You don't have to pursue enlightenment. You can just continue as you are.
According to Buddhism, while you maintain your craving for life, you will be reborn endlessly. You won't remember your past lives, yet you will always possess something of them. Even after the universe ceases after hundreds of billions of years or more, it will come back (for another aeon), and you will be reborn too. And you can be reborn in various realms, from hell, to animals, to ghosts, to humans, to angels (devas) and more. It goes on forever.
But it's not all adventure. According to the Buddha, all of these are impermanent (no everlasting happiness) and all of these are also suffering. Existence is suffering. Why? You are born, suffer from diseases, suffer consequences of actions, experience roller coasters of emotions, lose all your loved ones, grow old, and die. And repeat. This goes on forever.

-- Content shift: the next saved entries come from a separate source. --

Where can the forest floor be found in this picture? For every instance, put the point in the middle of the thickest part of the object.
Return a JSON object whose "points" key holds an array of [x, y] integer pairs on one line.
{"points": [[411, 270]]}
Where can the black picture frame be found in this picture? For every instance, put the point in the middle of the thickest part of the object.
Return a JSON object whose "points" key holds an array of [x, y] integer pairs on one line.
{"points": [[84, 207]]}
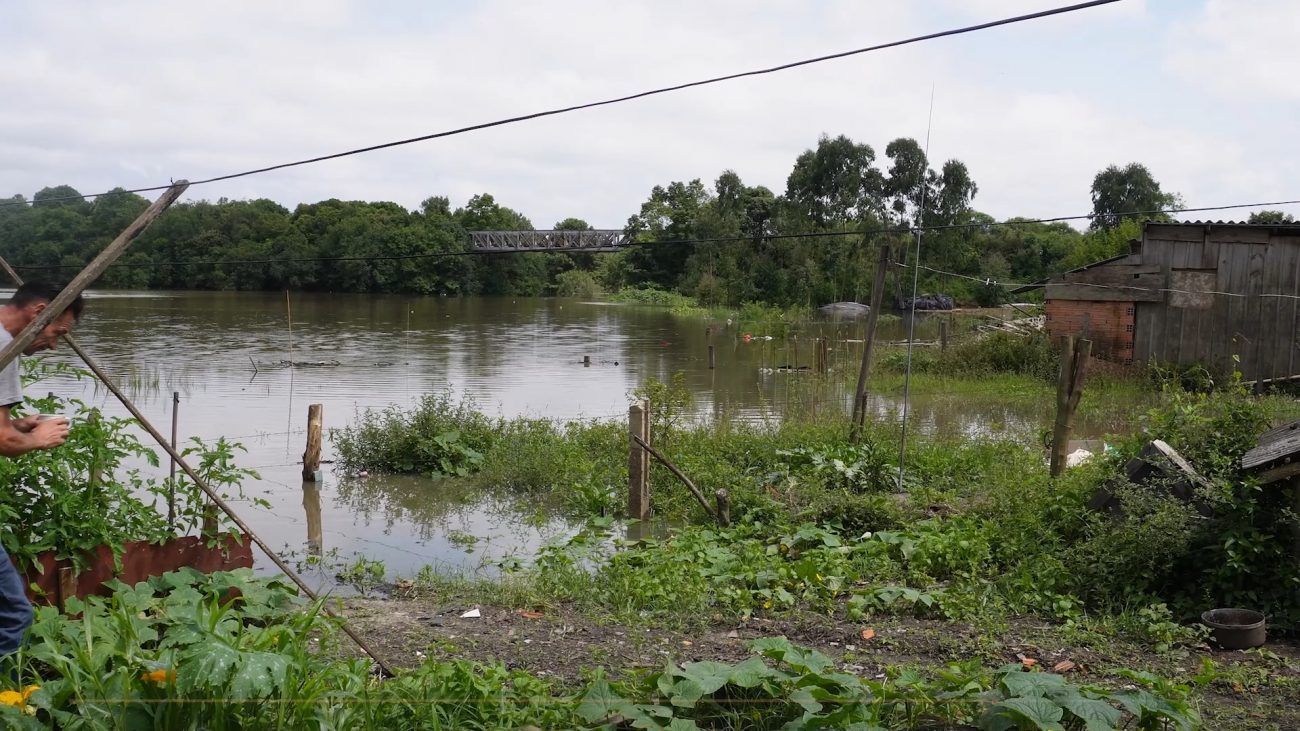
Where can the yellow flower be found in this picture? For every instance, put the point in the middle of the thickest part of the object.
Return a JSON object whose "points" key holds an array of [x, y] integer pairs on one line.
{"points": [[159, 677], [11, 697]]}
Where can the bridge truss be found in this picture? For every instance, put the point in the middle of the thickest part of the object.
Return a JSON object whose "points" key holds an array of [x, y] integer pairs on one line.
{"points": [[603, 239]]}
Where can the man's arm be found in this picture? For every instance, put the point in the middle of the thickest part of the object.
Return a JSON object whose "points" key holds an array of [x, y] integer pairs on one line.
{"points": [[43, 435]]}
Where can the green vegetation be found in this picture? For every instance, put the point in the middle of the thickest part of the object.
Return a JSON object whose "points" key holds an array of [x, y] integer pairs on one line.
{"points": [[226, 651], [837, 187], [73, 500]]}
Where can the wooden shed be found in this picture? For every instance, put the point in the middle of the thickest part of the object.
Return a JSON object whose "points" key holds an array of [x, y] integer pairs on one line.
{"points": [[1220, 294]]}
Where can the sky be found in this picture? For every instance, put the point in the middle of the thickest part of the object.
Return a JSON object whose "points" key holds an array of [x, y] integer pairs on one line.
{"points": [[134, 94]]}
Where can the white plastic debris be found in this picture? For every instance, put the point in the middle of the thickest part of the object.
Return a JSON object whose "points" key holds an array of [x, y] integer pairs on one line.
{"points": [[1077, 458]]}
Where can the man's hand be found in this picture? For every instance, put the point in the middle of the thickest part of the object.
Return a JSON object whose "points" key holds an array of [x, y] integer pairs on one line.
{"points": [[50, 433]]}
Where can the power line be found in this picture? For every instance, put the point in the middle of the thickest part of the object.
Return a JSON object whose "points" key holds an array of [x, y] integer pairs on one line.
{"points": [[618, 99]]}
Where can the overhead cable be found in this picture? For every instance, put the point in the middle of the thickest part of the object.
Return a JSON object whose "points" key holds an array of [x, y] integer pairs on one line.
{"points": [[618, 99]]}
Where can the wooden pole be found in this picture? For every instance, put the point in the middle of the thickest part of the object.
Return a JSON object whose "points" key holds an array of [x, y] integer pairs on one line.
{"points": [[312, 507], [90, 273], [723, 507], [859, 394], [680, 475], [638, 465], [95, 466], [1074, 360], [312, 455], [66, 585], [170, 488], [207, 489]]}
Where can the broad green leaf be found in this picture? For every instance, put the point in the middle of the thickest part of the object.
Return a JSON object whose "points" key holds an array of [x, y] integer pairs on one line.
{"points": [[259, 675], [710, 675], [685, 692], [804, 696], [599, 701], [1097, 716], [750, 673], [207, 666], [1043, 713], [1031, 683]]}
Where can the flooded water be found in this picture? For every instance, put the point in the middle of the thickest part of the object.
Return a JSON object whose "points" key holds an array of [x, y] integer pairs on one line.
{"points": [[512, 357]]}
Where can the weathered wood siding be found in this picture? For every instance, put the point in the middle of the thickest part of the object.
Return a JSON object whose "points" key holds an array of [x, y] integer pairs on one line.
{"points": [[1200, 318]]}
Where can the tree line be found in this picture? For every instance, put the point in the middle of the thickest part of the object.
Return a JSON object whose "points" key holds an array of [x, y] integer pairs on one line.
{"points": [[837, 186]]}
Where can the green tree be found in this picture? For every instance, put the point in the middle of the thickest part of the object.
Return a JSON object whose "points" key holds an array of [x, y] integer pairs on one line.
{"points": [[1129, 193], [835, 184], [1270, 217]]}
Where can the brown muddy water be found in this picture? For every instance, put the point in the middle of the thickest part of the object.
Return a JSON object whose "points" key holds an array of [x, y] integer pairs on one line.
{"points": [[511, 355]]}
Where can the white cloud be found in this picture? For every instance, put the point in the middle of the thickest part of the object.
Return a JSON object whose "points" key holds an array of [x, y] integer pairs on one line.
{"points": [[137, 93], [1240, 51]]}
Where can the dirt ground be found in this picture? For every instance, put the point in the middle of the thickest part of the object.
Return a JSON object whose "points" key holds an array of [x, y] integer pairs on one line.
{"points": [[1253, 691]]}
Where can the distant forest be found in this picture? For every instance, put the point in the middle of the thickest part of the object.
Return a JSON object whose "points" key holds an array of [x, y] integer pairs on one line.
{"points": [[839, 185]]}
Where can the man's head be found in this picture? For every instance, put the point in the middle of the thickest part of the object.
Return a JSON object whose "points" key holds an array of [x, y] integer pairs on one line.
{"points": [[30, 301]]}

This is not a pessimistic or morbid view. Yes, you can live life to the fullest. You can embrace and look forward to all the happy moments and time spent with your loved ones. But it will definitely not last. Unhappy moments too will come and go. And you will experience these endlessly without break. But this only describes human lives. In other types of lives, the outlook could be different.
If you don't see existence as suffering, then you don't have to seek enlightenment. But if you do, then for you, enlightenment would be the ultimate death of suffering.
If your concern is regarding what lies ahead, in Nirvana, then Buddha has explained that too in Samyutta Nikaya 43 as "the unfabricated (unborn?), the uninclined, the truth, the far shore, the subtle, the very difficult to see, the unaging (eternal?), the stable, the unintegrating, the unmanifest, the unproliferated (nippapancan), the peaceful, the deathless, the sublime, the auspicious, the secure, the destruction of craving, the wonderful, the amazing, the unailing, the unailing state, Nibbana, the unafflicted, dispassion, purity, freedom, the unadhesive, the island, the shelter, the asylum, the refuge, the destination."
Nirvana holds the promise of a secure, peaceful, permanent refuge which is free from suffering.